Department of Ophthalmology, Habib Bourguiba University Hospital, Sfax, Tunisia.
We carried out a prospective comparative study in which we studied the evolution of visual function at the 5-year pre-school age in 34 premature infants without retinopathy of prematurity with a gestational age (GA) < 32 weeks and/or with a birth weight less than 1500 g. We compared the results with a group of 34 children born at term, at the same age and without history of systemic or ocular pathologies. We collected the neonatal antecedents in the premature group and we performed a complete ophthalmological examination with visual acuity, keratometry, axial length, fundus examination and sensory-motor status.

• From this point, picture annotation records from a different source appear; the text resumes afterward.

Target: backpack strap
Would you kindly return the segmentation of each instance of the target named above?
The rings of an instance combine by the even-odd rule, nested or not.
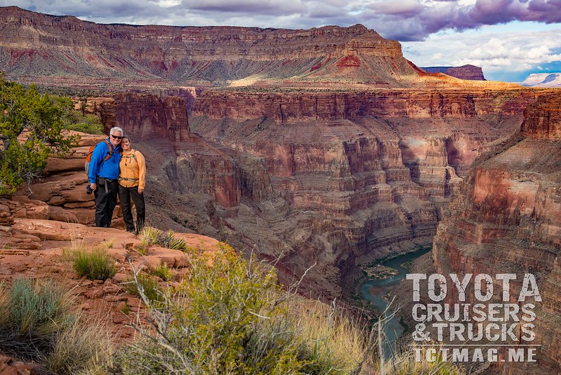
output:
[[[106,139],[104,139],[104,140],[103,140],[103,142],[105,142],[105,143],[107,143],[107,148],[108,148],[109,150],[108,150],[108,151],[107,151],[107,155],[105,155],[105,159],[103,159],[103,160],[101,162],[102,163],[103,163],[103,162],[105,162],[105,161],[107,161],[107,160],[109,160],[109,159],[110,159],[110,157],[111,157],[113,155],[113,151],[114,150],[114,147],[113,147],[113,145],[112,145],[110,142],[109,142],[109,141],[108,141],[107,140],[106,140]]]

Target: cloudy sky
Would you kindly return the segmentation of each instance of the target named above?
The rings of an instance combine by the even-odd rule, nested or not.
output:
[[[561,0],[0,0],[98,23],[308,29],[361,23],[420,67],[473,64],[487,79],[561,72]]]

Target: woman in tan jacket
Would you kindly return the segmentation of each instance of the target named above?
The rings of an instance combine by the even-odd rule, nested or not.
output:
[[[138,233],[144,226],[146,215],[144,202],[144,187],[145,185],[146,164],[144,156],[131,147],[131,140],[123,137],[121,141],[121,163],[119,165],[119,197],[121,209],[126,231]],[[136,208],[136,229],[133,222],[131,211],[131,199]]]

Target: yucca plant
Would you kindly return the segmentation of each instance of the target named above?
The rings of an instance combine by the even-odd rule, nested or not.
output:
[[[164,281],[169,281],[173,278],[173,274],[165,263],[159,263],[155,268],[150,271],[152,275],[157,276]]]
[[[150,244],[157,244],[167,249],[181,250],[187,249],[187,243],[183,238],[176,237],[173,230],[168,230],[165,233],[152,227],[144,227],[140,233],[141,242]]]

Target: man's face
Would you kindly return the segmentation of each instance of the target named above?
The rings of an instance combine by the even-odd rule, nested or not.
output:
[[[109,138],[110,142],[111,142],[111,144],[113,145],[113,147],[117,147],[119,143],[121,143],[121,139],[123,138],[123,133],[116,130],[113,131]]]

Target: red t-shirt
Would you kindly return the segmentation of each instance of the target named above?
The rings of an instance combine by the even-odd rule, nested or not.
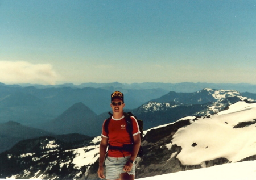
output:
[[[133,136],[140,133],[139,125],[136,119],[134,116],[131,116],[131,123],[133,127]],[[112,117],[109,124],[108,135],[104,129],[104,124],[106,119],[103,123],[102,137],[109,138],[109,143],[112,146],[121,146],[125,144],[131,144],[132,142],[130,136],[126,130],[126,121],[125,116],[123,116],[120,119],[115,119]],[[108,156],[113,157],[122,157],[130,156],[131,152],[123,151],[122,153],[118,150],[109,150]]]

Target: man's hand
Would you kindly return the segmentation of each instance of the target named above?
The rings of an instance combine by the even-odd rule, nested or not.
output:
[[[101,179],[105,178],[104,170],[103,166],[98,168],[98,177]]]
[[[130,172],[133,165],[133,164],[131,162],[128,161],[123,167],[123,171],[126,173]]]

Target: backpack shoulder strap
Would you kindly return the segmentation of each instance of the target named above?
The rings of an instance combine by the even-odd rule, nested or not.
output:
[[[134,142],[134,139],[133,137],[133,123],[131,119],[131,115],[127,113],[124,113],[125,115],[125,119],[126,121],[126,130],[128,133],[129,134],[130,138],[131,139],[131,142],[133,144]]]
[[[105,122],[105,124],[104,124],[104,130],[105,130],[105,131],[106,132],[106,133],[108,135],[109,134],[109,122],[110,122],[110,120],[112,118],[112,115],[113,115],[113,114],[111,114],[109,112],[109,114],[110,115],[110,117],[109,117],[109,118],[108,118],[106,120],[106,122]]]

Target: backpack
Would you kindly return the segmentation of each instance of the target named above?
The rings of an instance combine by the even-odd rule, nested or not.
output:
[[[109,124],[109,122],[110,122],[111,119],[112,118],[113,114],[109,112],[109,114],[110,115],[110,117],[107,119],[106,120],[105,124],[104,124],[104,130],[106,132],[107,134],[109,133],[109,130],[108,130],[108,125]],[[124,145],[123,147],[117,147],[117,146],[110,146],[109,144],[108,149],[113,149],[113,150],[119,150],[121,152],[122,150],[126,150],[126,151],[132,151],[133,150],[133,144],[134,143],[133,137],[133,124],[132,124],[132,121],[131,119],[131,116],[134,116],[135,119],[137,120],[138,124],[139,125],[139,132],[140,132],[140,136],[141,136],[141,141],[142,141],[143,136],[143,121],[142,120],[139,120],[135,116],[134,116],[131,112],[128,112],[127,113],[124,112],[123,113],[125,115],[125,119],[126,121],[126,130],[130,136],[130,138],[131,140],[132,144],[131,145]],[[142,147],[141,146],[139,148],[139,152],[138,153],[138,156],[142,157],[143,153],[143,150],[142,149]]]

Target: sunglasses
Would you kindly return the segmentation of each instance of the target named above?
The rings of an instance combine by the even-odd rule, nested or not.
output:
[[[122,104],[122,102],[118,102],[117,103],[115,103],[114,102],[112,102],[111,103],[111,104],[113,105],[113,106],[115,106],[115,105],[118,105],[118,106],[120,106],[120,105],[121,105]]]

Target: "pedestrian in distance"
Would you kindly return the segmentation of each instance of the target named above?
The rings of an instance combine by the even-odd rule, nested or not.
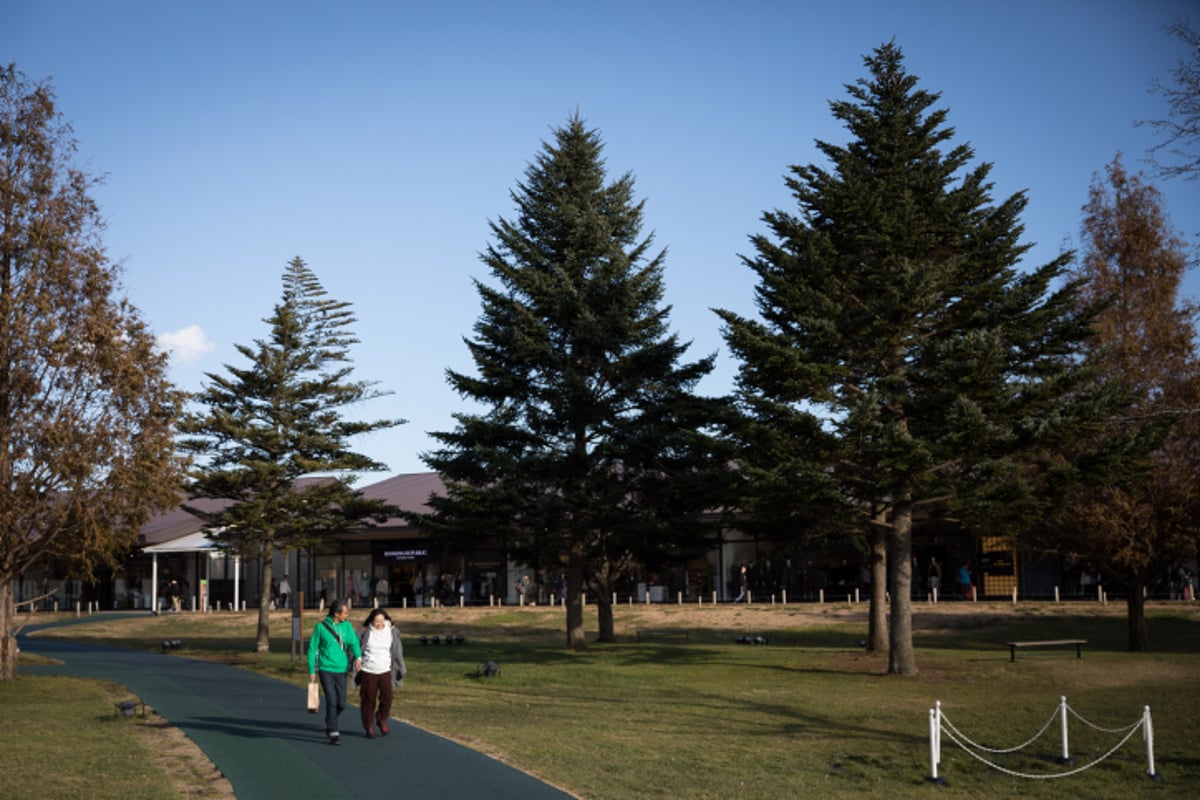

The incidence of myopia and hyperopia in preterm infants in pre-school age was similar to that of infants born at term. Nevertheless, astigmatism was more frequent in the group of premature infants. Myopia was associated with a birth weight less than 1500g and / or intense postnatal resuscitation in 2/3 of the cases. We did not found any significant difference in visual acuity and spherical equivalence between the 2 groups. Amblyopia was more prevalent in the preterm group, it was associated with a birth weight less than 1500g, a gestational age less than 30SA, presence of nosocomial or maternal-foetal infection and intensive perinatal resuscitation with artificial ventilation. The study of biometry showed a shorter axial length and a more curved cornea with a greater dioptric power in the group of premature infants. Sensory-motor status was more altered in the premature infants who received intense resuscitation with artificial ventilation and phototherapy.
Our data confirm that prematurity predicts alterations of early visual development, thus preventive recommendations should be undertaken in order to limit its consequences.